Fitness-Apps können also Vorteile und Stärken haben - aber viele sind eher für bereits erfahrene Sportler gut. Was rät der Experte denn Anfängern, die genau jetzt beginnen möchten? "Naja, vielleicht ist momentan nicht der allerbeste Moment, um mit Sport zu beginnen", meint Bussi, "die besten Anfänger-Sportarten sind Schwimmen und Radfahren." Ersteres fällt coronabedingt weg, zweiteres geht nur, wenn das Wetter es zulässt. "Aber auch Walken ist gut. Vielleicht täglich 30 Minuten spazieren gehen und das dann steigern."
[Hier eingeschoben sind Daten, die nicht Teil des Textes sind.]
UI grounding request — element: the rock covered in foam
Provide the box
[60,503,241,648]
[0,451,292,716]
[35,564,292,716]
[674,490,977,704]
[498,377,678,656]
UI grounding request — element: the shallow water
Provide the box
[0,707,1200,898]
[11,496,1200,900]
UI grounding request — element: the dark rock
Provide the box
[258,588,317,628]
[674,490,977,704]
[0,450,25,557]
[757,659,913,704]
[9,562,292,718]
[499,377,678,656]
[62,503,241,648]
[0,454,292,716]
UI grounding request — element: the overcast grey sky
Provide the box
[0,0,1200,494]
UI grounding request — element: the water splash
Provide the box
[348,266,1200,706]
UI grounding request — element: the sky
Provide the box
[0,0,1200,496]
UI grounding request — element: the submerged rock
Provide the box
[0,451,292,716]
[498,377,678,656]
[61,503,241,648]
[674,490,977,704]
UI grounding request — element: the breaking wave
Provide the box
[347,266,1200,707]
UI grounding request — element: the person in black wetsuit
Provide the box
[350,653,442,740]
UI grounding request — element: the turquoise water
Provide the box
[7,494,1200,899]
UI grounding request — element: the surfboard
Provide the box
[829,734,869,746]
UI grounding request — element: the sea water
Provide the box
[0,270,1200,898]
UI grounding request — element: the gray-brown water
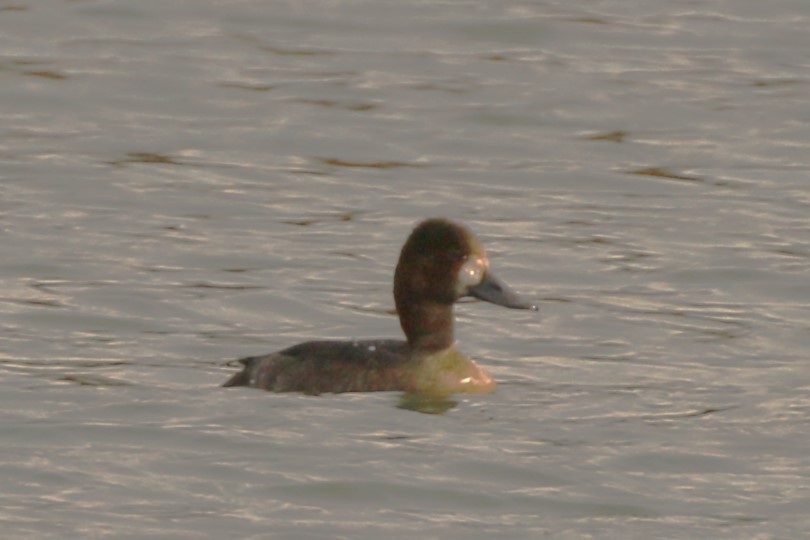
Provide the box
[0,0,810,539]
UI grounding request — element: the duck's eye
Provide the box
[458,257,486,288]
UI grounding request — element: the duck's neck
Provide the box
[397,301,454,352]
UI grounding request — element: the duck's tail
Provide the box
[222,357,254,387]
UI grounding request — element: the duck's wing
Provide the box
[223,339,410,394]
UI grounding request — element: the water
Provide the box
[0,0,810,539]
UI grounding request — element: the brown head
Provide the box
[394,218,537,350]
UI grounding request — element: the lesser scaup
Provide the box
[224,218,537,395]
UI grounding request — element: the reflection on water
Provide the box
[397,394,458,414]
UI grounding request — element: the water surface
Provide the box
[0,0,810,539]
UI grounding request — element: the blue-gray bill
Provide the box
[468,272,538,311]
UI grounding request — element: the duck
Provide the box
[223,218,538,396]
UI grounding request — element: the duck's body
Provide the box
[224,219,537,395]
[225,339,495,395]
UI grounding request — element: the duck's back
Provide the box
[224,339,410,394]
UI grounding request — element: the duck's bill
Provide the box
[469,272,537,311]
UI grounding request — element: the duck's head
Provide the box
[394,218,537,348]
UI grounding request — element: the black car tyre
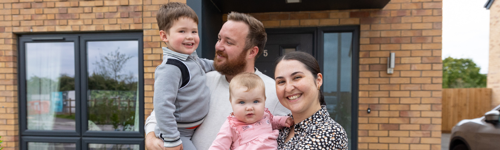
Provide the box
[452,143,469,150]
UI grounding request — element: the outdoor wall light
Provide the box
[387,53,396,74]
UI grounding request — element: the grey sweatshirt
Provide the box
[153,47,214,147]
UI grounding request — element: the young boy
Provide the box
[153,3,214,150]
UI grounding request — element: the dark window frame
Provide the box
[266,25,360,149]
[82,137,145,150]
[17,32,145,150]
[20,136,82,150]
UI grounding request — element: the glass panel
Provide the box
[87,41,139,131]
[283,48,295,55]
[323,32,352,147]
[28,142,76,150]
[26,42,76,130]
[89,144,139,150]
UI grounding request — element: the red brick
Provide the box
[381,17,401,23]
[391,37,410,43]
[370,38,391,44]
[391,10,411,17]
[401,3,422,9]
[370,10,391,17]
[399,108,420,117]
[411,9,432,16]
[379,124,399,130]
[359,18,381,24]
[423,2,443,9]
[401,30,422,36]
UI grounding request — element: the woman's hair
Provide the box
[274,51,326,105]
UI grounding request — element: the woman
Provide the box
[274,52,348,149]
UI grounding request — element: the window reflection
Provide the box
[87,41,139,131]
[89,144,139,150]
[26,42,76,130]
[28,142,76,150]
[323,32,357,147]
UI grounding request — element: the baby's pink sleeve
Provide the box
[271,116,289,130]
[209,120,235,150]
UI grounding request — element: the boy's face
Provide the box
[231,86,266,123]
[160,17,200,55]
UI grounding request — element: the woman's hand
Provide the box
[162,142,183,150]
[285,117,294,127]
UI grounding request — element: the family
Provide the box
[145,3,348,150]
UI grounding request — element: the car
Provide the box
[449,105,500,150]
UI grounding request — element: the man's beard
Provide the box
[214,51,247,76]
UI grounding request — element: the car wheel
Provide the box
[452,143,469,150]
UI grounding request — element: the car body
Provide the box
[449,105,500,150]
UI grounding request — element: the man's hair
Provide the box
[229,72,266,101]
[156,2,198,33]
[227,12,267,58]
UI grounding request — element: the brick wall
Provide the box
[245,0,442,150]
[488,0,500,107]
[0,0,180,150]
[0,0,442,150]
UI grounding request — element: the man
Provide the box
[145,12,290,150]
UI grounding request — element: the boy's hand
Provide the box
[285,117,294,127]
[146,132,163,150]
[164,144,183,150]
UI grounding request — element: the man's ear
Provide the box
[160,30,168,43]
[247,46,259,59]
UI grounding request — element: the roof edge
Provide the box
[484,0,495,9]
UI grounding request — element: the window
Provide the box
[19,33,144,150]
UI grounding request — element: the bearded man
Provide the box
[145,12,290,150]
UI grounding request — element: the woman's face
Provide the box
[274,60,323,114]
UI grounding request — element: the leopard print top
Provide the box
[278,107,348,150]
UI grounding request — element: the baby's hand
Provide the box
[164,144,184,150]
[285,117,294,127]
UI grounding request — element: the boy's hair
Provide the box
[156,2,198,33]
[229,72,266,101]
[227,12,267,58]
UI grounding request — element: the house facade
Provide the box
[0,0,442,150]
[485,0,500,107]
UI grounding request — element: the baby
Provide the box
[210,73,293,150]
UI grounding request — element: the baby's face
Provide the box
[231,86,266,123]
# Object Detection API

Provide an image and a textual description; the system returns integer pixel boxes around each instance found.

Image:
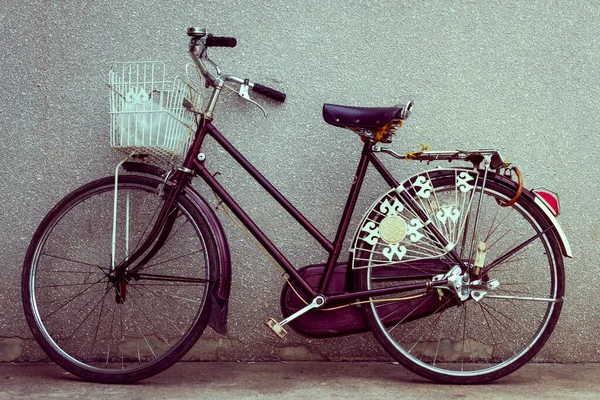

Der Hauptansporn, so Bussi, sollte immer sein, sich hinterher besser zu fühlen, körperlich und mental, "dann haben Sie alles richtig gemacht und entwickeln eine höhere Resilienz gegen die Lockdown-Situation".

Datenschutz

Egal, ob Profi oder Anfänger: Wer sich für die Nutzung einer Sport-App entscheidet, sollte sich bewusst sein, welche Daten diese sammelt. Gerade bei Fitnesstrackern werde viele sensible persönliche Gesundheitsdaten, vom Schlafrhythmus bis zur Kalorienzufur, gesammelt, zum Teil 24 Stunden lang. Oftmals ist unklar, was mit den Daten der Nutzer passiert.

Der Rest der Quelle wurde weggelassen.